Director Baz Luhrmann’s film adaptation of F. Scott Fitzgerald’s 1925 novel The Great Gatsby was released in theaters on May 10 and has since grossed more than $60 million. But another interesting Gatsby-related work you may not have heard about was released a little over a year ago: The Great Gatsby Curve.
Introduced in a speech by former Obama economic adviser Alan Krueger (and past colleague of Berkeley economics professor David Card, who will be featured in the Summer issue) it’s from a study by economist Miles Corak that looked at inequality in several countries and the likelihood that children will inherit their parents’ income level. The results showed that income inequality has a negative effect on upward mobility—especially in the U.S., as compared with other nations.
What does economic inequality have to do with The Great Gatsby? A refresher for those of us who aren’t literary scholars: a recurring theme in Fitzgerald’s American classic is the myth of the American Dream and upward mobility. Jay Gatsby, try as he might to rise to the extravagant social class of his beloved Daisy, was tragically unsuccessful—and maybe doomed from the get-go.
Berkeley English professor Mitchell Breitwieser, interviewed via email, believes Fitzgerald was especially concerned with portraying the differences between old money and new money in 1920s society: “No matter how much money he made, Gatsby could never acquire the easy and tasteful manners he would need to move gracefully in Daisy’s world.”
A specific example is when Gatsby referred to other characters as “old Sport,” a colloquialism that seemed mechanical and affected, said Breitwieser. “A more natural demeanor requires breeding…. For Fitzgerald, the notion of accomplishing the American Dream in one lifetime is probably a myth.”
The level of inequality of the “roaring ’20s” has been similarly compared to today’s. So, if we believe Krueger, you can expect to stay on whichever step of the economic ladder your parents ended their climb. And if, like Gatsby, you began from the bottom, you may even expect to die there. But if you’re like Daisy’s old-moneyed husband, Tom, things are looking pretty good for you, especially in today’s economy.
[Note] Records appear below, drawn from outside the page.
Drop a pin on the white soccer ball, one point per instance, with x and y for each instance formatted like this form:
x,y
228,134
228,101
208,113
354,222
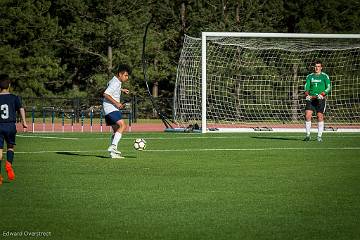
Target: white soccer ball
x,y
139,144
“In Fitzgerald’s time, the typical American may have been more likely than we are today to believe that patrician figures such as Tom Buchanan were brought up to embody decency and social responsibility,” Breitwieser added, “and therefore, readers [back then] might be more shocked by Tom’s feeling of being entitled to do whatever he pleases.” So keep it up, Toms of the world. We may be on to you, but we’re not coming for you. Yet.